When pseudo inverse and general inverse of a invertible square matrix will be equal or not equal?

I calculated general inverse and pseudo inverse of a ivertible symmetrix matrix in MATLAB by using function inv and pinv respectively, but, I got different output. I didn't get the proper reason behind that.

Therefore, I want to know in which case, pinv and inv will produce same result and in which case, pinv and inv will produce different result?


Solution 1:

What is the relationship between the classic matrix inverse $\mathbf{A}^{-1}$ and the Moore-Penrose pseudoinverse matrix $\mathbf{A}^{+}$?

The classic matrix inverse $\mathbf{A}^{-1}$ exists when the matrix $$\mathbf{A} \in\mathbb{C}^{m\times m}_{m}$$ is square, and has full rank.

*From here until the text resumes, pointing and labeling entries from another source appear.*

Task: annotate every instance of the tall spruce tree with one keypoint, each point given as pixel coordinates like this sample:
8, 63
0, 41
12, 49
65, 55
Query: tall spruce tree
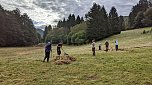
105, 22
96, 29
114, 21
140, 7
78, 20
121, 23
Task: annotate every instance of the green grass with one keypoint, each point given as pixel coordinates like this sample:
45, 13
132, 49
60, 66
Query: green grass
131, 66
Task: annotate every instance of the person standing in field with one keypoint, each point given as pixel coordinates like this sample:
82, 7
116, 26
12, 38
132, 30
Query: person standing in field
93, 47
99, 45
116, 45
107, 45
48, 48
59, 46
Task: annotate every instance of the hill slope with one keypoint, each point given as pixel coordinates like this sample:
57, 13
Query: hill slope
131, 66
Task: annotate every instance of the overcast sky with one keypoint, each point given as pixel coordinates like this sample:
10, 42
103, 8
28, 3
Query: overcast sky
44, 12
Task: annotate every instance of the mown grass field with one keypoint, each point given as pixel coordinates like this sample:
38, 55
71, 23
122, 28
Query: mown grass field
130, 66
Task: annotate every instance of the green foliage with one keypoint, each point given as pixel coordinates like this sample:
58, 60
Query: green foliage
137, 17
17, 29
99, 25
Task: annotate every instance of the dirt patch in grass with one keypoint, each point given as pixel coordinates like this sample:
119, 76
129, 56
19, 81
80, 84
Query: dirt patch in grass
64, 60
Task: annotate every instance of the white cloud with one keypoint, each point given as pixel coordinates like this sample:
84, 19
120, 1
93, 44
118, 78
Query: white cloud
44, 12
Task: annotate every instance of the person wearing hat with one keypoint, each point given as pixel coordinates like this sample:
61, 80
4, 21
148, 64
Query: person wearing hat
116, 45
48, 48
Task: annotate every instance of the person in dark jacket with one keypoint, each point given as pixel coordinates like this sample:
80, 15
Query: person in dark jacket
59, 46
48, 48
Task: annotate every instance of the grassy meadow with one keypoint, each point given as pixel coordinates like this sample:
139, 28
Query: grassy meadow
132, 65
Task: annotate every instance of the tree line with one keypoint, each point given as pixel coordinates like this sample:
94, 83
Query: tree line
141, 15
16, 29
97, 25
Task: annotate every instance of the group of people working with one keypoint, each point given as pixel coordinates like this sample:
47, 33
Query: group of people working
106, 46
48, 48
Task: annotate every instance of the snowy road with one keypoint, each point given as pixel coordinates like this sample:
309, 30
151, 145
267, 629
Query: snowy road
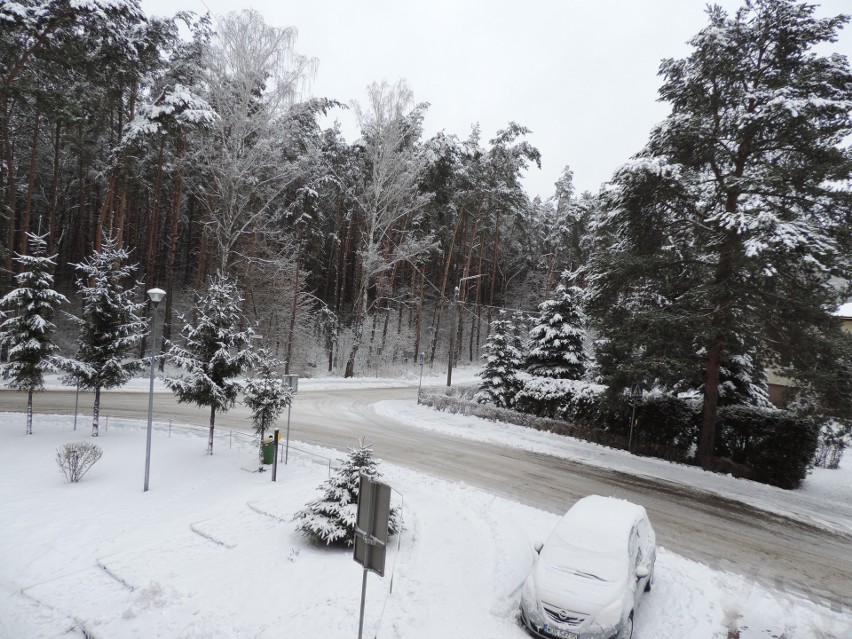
782, 553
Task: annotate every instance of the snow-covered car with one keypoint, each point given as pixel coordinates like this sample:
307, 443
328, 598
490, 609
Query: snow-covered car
591, 572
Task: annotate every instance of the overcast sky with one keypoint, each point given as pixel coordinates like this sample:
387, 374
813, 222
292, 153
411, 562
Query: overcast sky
581, 74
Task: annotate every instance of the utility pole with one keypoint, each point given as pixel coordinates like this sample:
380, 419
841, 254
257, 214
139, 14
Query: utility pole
456, 327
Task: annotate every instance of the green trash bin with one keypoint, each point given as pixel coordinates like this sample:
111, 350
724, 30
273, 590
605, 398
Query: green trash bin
268, 450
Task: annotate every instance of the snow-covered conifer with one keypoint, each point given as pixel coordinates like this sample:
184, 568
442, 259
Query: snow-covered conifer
728, 232
267, 395
28, 333
216, 350
331, 519
503, 360
110, 324
556, 341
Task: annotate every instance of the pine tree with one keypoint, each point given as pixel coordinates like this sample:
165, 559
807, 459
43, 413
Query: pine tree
267, 395
720, 238
110, 324
556, 341
215, 351
503, 360
331, 519
28, 334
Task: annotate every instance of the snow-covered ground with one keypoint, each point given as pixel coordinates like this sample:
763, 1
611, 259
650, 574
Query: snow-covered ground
210, 550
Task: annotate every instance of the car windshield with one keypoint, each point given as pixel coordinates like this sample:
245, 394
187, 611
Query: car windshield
600, 563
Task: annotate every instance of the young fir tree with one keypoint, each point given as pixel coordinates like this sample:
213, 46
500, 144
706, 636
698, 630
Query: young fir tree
720, 238
28, 333
215, 351
556, 341
503, 360
110, 324
267, 395
331, 519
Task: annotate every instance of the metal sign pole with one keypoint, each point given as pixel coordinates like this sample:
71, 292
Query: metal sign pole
287, 444
632, 421
635, 396
275, 458
422, 361
363, 593
76, 402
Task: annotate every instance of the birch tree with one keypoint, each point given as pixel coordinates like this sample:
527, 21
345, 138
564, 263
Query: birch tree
387, 194
253, 76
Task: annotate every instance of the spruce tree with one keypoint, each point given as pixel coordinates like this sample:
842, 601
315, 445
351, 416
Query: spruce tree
720, 238
110, 324
331, 519
28, 333
215, 352
556, 341
503, 360
267, 395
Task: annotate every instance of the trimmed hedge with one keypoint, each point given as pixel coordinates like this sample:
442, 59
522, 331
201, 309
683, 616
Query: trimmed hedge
778, 445
666, 426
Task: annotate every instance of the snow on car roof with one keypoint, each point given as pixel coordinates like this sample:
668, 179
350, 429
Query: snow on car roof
596, 521
589, 542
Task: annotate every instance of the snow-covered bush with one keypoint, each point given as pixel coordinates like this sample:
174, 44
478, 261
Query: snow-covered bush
570, 399
834, 438
331, 519
778, 445
75, 459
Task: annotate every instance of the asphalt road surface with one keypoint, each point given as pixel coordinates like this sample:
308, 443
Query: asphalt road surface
776, 551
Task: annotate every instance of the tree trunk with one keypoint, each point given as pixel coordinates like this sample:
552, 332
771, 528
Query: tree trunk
294, 307
28, 205
437, 319
30, 412
210, 434
707, 440
96, 410
11, 195
54, 193
177, 199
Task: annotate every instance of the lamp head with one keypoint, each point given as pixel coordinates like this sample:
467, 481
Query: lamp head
156, 295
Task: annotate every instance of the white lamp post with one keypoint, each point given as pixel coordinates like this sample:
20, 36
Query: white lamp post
156, 295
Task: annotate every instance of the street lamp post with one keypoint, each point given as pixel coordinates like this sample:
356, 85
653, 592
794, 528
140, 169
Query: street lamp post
156, 295
456, 327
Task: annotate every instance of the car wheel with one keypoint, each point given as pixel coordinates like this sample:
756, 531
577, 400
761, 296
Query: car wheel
627, 630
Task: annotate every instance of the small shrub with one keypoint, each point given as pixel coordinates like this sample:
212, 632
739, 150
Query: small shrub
332, 518
75, 459
834, 438
778, 445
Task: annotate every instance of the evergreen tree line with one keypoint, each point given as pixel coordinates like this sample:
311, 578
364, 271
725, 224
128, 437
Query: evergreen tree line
200, 155
719, 250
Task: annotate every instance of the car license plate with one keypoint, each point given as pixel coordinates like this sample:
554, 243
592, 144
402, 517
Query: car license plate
558, 632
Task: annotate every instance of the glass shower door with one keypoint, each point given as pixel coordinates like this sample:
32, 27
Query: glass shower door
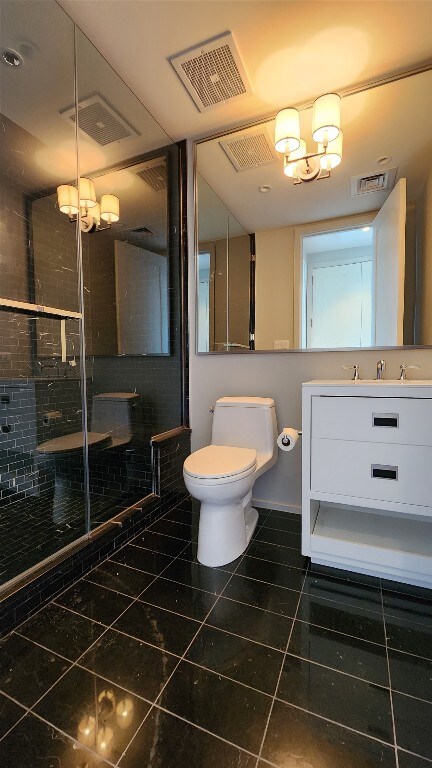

All eigenvalues are nonzero. The determinant is not zero.

The Moore-Penrose pseudoinverse $\mathbf{A}^{+}$ exists for all nonzero matrices $$\mathbf{A} \in\mathbb{C}^{m\times n}_{\rho}$$ How does this concept extend to the classic inverse where $n=\rho=m$?

Fundamental theorem of linear algebra

The fundamental theorem provides a nice way to connect the general problem with the specific case.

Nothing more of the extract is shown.